In specific implementation process, when base station judges that the attributed region of UE is predeterminable area, then continue to judge whether UE supports preset security algorithm according to the security capability information of UE, if support, then adopt the cryptographic algorithm that preset security algorithm is corresponding and protection algorithm integrallty.Such as, when preset security algorithm is ZUC, then UE can use EEA3 and EIA3.When UE does not support preset security algorithm, select protection algorithm integrallty according to default protection algorithm integrallty priority, and/or according to predetermined encryption algorithm priority Choice encryption algorithm.It will be understood by those skilled in the art that the security algorithm that base station is supported comprises ZUC, AES, SNOW3G.

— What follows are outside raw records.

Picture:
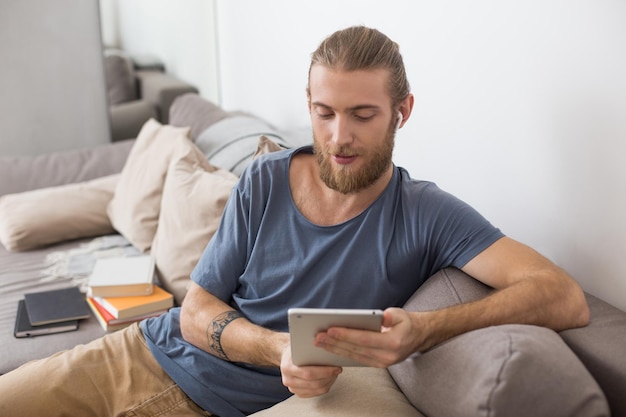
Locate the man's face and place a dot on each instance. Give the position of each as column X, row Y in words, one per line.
column 353, row 126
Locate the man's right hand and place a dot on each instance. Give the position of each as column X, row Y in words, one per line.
column 307, row 381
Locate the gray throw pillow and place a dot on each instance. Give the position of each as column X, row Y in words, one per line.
column 510, row 370
column 232, row 142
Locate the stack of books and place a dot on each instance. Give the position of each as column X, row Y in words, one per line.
column 122, row 292
column 49, row 312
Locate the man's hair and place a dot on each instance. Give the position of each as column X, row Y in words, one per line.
column 363, row 48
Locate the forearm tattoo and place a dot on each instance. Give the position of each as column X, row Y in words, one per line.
column 215, row 329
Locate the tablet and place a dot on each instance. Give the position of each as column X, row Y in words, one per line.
column 305, row 323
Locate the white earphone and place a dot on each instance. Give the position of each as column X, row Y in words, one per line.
column 400, row 120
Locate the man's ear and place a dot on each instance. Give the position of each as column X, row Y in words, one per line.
column 308, row 99
column 406, row 107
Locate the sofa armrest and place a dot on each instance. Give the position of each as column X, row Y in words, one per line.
column 127, row 119
column 161, row 89
column 23, row 173
column 601, row 346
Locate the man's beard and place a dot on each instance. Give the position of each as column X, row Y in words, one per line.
column 346, row 179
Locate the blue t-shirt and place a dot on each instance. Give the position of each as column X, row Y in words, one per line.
column 267, row 257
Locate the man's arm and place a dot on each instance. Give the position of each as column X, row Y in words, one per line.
column 213, row 326
column 529, row 290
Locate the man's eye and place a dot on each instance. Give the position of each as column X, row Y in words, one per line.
column 363, row 118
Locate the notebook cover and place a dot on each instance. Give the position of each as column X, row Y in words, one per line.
column 23, row 327
column 56, row 306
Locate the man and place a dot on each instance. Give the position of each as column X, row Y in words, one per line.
column 336, row 225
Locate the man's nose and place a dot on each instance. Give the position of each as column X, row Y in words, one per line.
column 342, row 132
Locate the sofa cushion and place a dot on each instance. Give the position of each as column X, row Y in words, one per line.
column 194, row 196
column 120, row 77
column 134, row 209
column 357, row 392
column 232, row 142
column 511, row 370
column 40, row 217
column 194, row 111
column 24, row 173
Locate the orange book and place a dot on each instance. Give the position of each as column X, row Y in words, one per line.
column 110, row 323
column 128, row 307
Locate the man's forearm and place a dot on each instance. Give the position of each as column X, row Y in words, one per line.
column 551, row 301
column 216, row 328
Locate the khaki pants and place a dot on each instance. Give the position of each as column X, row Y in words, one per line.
column 112, row 376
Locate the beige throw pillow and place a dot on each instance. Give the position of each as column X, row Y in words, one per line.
column 41, row 217
column 194, row 197
column 134, row 210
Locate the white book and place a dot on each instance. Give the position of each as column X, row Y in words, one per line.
column 122, row 276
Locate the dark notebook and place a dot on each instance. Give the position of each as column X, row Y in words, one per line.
column 55, row 306
column 23, row 328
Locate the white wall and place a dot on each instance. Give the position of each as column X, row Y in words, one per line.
column 520, row 107
column 179, row 33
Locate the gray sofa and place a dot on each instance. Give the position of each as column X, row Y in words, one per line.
column 503, row 370
column 138, row 89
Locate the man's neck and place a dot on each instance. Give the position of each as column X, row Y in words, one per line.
column 322, row 205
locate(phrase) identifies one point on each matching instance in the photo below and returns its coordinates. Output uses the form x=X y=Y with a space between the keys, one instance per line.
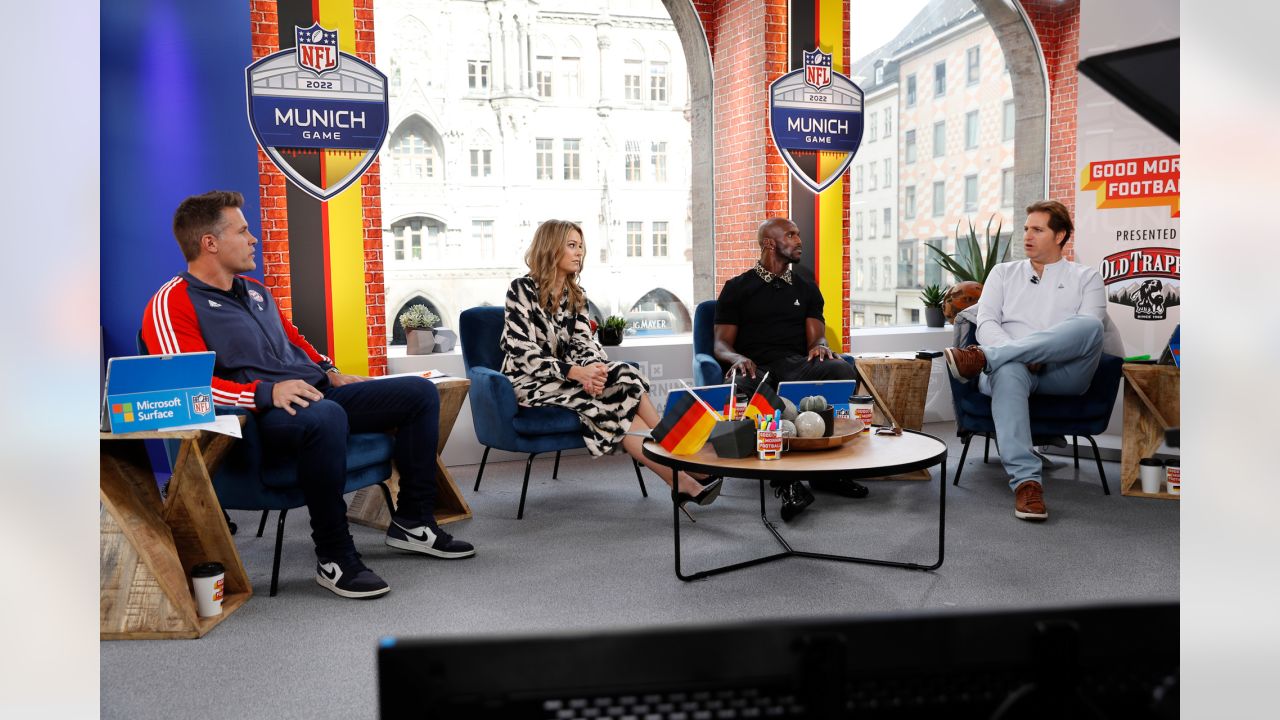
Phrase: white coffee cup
x=1151 y=473
x=206 y=583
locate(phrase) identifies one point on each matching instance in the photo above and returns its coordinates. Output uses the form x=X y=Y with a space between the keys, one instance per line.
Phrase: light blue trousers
x=1069 y=352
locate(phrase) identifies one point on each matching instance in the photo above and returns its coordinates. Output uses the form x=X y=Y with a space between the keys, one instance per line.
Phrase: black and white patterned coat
x=540 y=347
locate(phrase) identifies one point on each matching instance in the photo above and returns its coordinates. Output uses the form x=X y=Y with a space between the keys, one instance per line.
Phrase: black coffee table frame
x=799 y=475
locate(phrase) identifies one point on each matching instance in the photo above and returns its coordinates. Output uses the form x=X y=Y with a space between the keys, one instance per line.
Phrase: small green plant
x=419 y=318
x=970 y=263
x=932 y=296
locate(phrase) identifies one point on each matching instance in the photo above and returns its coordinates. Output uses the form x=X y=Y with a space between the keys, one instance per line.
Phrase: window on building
x=659 y=240
x=481 y=235
x=481 y=163
x=631 y=80
x=543 y=160
x=657 y=82
x=572 y=160
x=478 y=74
x=632 y=162
x=658 y=159
x=571 y=76
x=906 y=260
x=635 y=237
x=543 y=76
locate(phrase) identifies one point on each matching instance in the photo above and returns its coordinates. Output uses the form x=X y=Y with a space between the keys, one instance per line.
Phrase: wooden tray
x=845 y=431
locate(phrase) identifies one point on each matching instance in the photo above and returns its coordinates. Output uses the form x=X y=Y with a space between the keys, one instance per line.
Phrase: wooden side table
x=900 y=387
x=1151 y=406
x=368 y=507
x=149 y=545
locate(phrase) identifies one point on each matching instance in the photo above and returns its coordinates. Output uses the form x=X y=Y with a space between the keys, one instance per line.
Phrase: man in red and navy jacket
x=304 y=405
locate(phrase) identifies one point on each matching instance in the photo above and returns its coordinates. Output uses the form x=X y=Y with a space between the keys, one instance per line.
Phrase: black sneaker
x=428 y=538
x=840 y=486
x=350 y=578
x=795 y=497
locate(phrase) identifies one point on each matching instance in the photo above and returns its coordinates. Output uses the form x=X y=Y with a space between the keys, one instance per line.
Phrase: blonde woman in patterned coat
x=554 y=359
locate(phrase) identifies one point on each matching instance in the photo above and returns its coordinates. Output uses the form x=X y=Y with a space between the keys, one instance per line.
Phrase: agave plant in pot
x=419 y=324
x=611 y=332
x=932 y=297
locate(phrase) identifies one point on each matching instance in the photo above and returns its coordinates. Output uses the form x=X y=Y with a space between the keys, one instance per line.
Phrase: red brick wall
x=1057 y=26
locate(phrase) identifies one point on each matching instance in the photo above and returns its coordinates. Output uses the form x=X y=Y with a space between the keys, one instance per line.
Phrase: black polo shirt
x=769 y=317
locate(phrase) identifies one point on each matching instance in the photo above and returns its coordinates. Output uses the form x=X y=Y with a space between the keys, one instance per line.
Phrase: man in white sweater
x=1041 y=326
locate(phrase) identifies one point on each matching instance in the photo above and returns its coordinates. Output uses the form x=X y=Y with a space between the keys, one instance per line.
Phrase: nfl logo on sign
x=817 y=69
x=318 y=49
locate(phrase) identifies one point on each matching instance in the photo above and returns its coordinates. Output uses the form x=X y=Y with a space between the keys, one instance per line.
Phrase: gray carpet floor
x=593 y=554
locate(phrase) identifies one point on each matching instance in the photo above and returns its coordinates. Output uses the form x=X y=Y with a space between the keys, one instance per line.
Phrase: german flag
x=685 y=427
x=763 y=402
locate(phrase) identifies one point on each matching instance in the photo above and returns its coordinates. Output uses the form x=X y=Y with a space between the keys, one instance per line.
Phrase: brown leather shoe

If described base station judges that the attributed region of described UE is non-predeterminable area; then judge whether described UE supports preset security algorithm according to the security capability information of described UE; if not; select protection algorithm integrallty according to default protection algorithm integrallty priority, and/or select empty algorithm as cryptographic algorithm.

Particularly, when base station judges that the attributed region of UE is non-predeterminable area, then continue to judge whether UE supports preset security algorithm according to the security capability information of UE, if support, then adopt the cryptographic algorithm that preset security algorithm is corresponding and protection algorithm integrallty.When UE does not support preset security algorithm, select protection algorithm integrallty according to default protection algorithm integrallty priority, and/or select empty algorithm as cryptographic algorithm, empty algorithm and unreal applying close.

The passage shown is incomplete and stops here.